Realistic Art Style 

With the advent of technology, video games have become a medium for interactive art, allowing players to immerse themselves in various art styles. The availability of different technologies has influenced the choices and decisions of video game developers when selecting an art style. However, despite varying access to advanced technologies, artists and developers can express themselves in diverse art styles, whether in 2D or 3D.    

While the distinction between realistic and stylized art styles can sometimes be blurred, the key factors in defining a game as realistic involve the game elements closely resembling real-life and adhering to real-world physics. The world of art and video games continues to evolve, offering a rich tapestry of art styles that cater to different preferences, moods, and storytelling purposes. Whether through the simplicity of abstraction, the charm of stylization, or the pursuit of realism, art styles in video games enhance the visual experience and contribute to the overall appeal and uniqueness of each game. 

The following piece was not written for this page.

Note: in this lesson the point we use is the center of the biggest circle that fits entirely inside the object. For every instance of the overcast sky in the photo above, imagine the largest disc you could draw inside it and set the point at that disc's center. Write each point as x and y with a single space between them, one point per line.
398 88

The Realistic art style strives to depict subjects with a high level of accuracy and fidelity. It seeks to recreate the physical appearance of objects, people, or landscapes in a lifelike manner. This art style often prioritizes precise detailing, texture, and shading, aiming to create an illusion of reality. The advancement of technology has led to the development of more sophisticated games and, of course, the possibility of achieving this art style. This is why realistic art styles emerged in the ‘90s. This style featured games with realistic human characters and real depictions of objects and environments. Game artists in Agate has also begun to dive into this specific art style. Games with these styles set the stage for the high-quality AAA games we play today.   

However, there is some debate about whether some games with a slight caricature style belong to the realistic game art style or not. Some might consider them stylized games. This is because they have fantastical elements in their settings and stories. To classify a game as realistic, two elements are usually required: Where the game elements look as close to real-life as possible, and the game elements move according to real-world physics.